Merkez: Revizyon yaptık ama enflasyonda havlu atmadık

tuqqce

Daimi Üye
Üye
Merkez: Revizyon yaptık ama enflasyonda havlu atmadık
Çift haneye ulaşan mayıs ayı enflasyonunun ardından hedeflerini revize eden Merkez Bankası’ndan ’havlu atmadık, atmayız’ savunması geldi. Merkez Bankası Başkanı Durmuş Yılmaz, revizyonun orta vadeli program için gerekli olduğunu söylerken, "Revizyon Merkez Bankası’nın gevşek para politikası takip edeceği anlamına gelmiyor" dedi.

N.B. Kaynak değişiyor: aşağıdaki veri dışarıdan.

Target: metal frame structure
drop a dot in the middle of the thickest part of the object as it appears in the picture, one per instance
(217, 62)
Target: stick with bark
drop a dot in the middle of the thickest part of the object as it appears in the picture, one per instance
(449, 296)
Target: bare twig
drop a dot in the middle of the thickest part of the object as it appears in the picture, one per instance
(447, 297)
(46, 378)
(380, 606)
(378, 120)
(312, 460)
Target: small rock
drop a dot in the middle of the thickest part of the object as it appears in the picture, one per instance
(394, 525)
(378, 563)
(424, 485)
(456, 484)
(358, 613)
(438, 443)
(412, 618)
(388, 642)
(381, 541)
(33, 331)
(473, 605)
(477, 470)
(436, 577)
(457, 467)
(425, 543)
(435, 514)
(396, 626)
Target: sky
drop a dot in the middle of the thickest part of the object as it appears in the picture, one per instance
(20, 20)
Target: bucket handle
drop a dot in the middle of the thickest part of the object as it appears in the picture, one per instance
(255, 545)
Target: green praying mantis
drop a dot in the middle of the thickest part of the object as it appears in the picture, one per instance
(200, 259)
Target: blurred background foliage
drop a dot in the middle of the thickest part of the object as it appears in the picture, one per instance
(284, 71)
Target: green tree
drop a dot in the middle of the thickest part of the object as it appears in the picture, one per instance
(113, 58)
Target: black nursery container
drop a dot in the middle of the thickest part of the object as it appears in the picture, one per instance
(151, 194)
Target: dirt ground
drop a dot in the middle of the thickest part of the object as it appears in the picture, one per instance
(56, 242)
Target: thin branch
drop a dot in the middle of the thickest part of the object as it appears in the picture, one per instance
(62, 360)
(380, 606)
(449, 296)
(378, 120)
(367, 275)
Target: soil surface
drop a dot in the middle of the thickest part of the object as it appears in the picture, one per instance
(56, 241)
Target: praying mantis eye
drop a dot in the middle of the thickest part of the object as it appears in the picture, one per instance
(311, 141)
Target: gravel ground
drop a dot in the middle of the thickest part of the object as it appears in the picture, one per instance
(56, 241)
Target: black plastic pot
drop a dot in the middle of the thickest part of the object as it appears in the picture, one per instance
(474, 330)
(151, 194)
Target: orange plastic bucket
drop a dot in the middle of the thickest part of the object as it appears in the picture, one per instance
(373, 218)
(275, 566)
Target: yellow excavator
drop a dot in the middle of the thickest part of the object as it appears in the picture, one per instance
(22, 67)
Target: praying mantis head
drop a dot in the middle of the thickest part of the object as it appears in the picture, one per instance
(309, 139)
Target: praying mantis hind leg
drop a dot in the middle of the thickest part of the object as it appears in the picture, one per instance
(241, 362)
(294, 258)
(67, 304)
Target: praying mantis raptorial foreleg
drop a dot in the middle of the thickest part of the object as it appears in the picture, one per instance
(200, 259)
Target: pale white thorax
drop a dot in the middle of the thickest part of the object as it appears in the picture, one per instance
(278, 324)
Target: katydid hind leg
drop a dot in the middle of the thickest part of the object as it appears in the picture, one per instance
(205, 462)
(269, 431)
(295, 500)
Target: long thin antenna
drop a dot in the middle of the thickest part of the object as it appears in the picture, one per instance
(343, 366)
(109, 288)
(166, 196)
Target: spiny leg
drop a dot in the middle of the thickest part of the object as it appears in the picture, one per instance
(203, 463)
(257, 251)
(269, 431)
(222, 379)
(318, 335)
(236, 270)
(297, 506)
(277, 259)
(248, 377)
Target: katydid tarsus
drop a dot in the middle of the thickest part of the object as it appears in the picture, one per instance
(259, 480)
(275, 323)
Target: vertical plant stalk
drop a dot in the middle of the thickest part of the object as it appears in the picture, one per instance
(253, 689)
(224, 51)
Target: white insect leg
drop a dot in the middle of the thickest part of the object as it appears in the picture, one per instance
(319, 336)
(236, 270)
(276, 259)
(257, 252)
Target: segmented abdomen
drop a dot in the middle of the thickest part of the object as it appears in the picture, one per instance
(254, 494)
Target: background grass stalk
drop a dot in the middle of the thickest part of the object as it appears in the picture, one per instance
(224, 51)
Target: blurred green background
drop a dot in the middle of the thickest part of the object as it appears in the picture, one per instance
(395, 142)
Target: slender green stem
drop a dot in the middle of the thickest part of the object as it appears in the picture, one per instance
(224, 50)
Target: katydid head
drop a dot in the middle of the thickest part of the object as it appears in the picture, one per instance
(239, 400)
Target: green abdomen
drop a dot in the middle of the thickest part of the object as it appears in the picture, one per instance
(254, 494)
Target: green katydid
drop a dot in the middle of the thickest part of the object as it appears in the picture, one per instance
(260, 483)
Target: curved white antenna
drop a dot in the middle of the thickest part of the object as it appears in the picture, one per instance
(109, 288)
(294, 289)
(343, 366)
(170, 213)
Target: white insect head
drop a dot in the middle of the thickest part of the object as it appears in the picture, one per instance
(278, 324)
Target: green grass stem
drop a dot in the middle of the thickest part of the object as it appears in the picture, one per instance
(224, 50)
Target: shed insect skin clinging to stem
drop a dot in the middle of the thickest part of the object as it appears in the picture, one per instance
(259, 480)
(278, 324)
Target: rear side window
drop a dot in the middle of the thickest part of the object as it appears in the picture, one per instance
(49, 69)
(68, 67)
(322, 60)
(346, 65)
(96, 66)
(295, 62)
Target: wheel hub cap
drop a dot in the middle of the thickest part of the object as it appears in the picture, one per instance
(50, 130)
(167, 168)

YIL sonu hedefinin çok uzağında gerçekleşen mayıs enflasyonun hemen ardından, hedeflerini revize eden Merkez Bankası, bunun nedenini "Orta vadeli program için gerekliydi" şeklinde açıkladı. Bankanın hükümet tarafından kabul edilen önerisiyle enflasyon hedefleri 2009 sonu için yüzde 7.5, 2010 sonu için yüzde 6.5 ve 2011 yılı için de yüzde 5.5 olarak güncellenirken, Merkez Bankası Başkanı Durmuş Yılmaz, buhun "enflasyonla mücadelede havlu atıldı" anlamına gelmediğini açıkladı.

Tek hane çabası sürüyor

Revizyona ilişkin Reuters’ın sorularını yanıtlayan Yılmaz, bankanın fiyat istikrarını sağlamak için elinden gelen gayreti göstermeye devam edeceğini belirterek yaz aylarında yükselmesi beklenen enflasyonu yıl sonunda tekrar tek haneye düşürmek için çaba sarf edeceklerini söyledi. Merkez Bankası’nın kendisine kanunla verilen görev çerçevesinde enflasyonla mücadeleye devam edeceğini belirten Yılmaz, şöyle konuştu: "Fiyat istikrarı bütün ekonomik aktivitelerin nihai amacı olan büyüme, istihdam ve toplumun refah düzeyinin artırılması için olmazsa olmaz şarttır."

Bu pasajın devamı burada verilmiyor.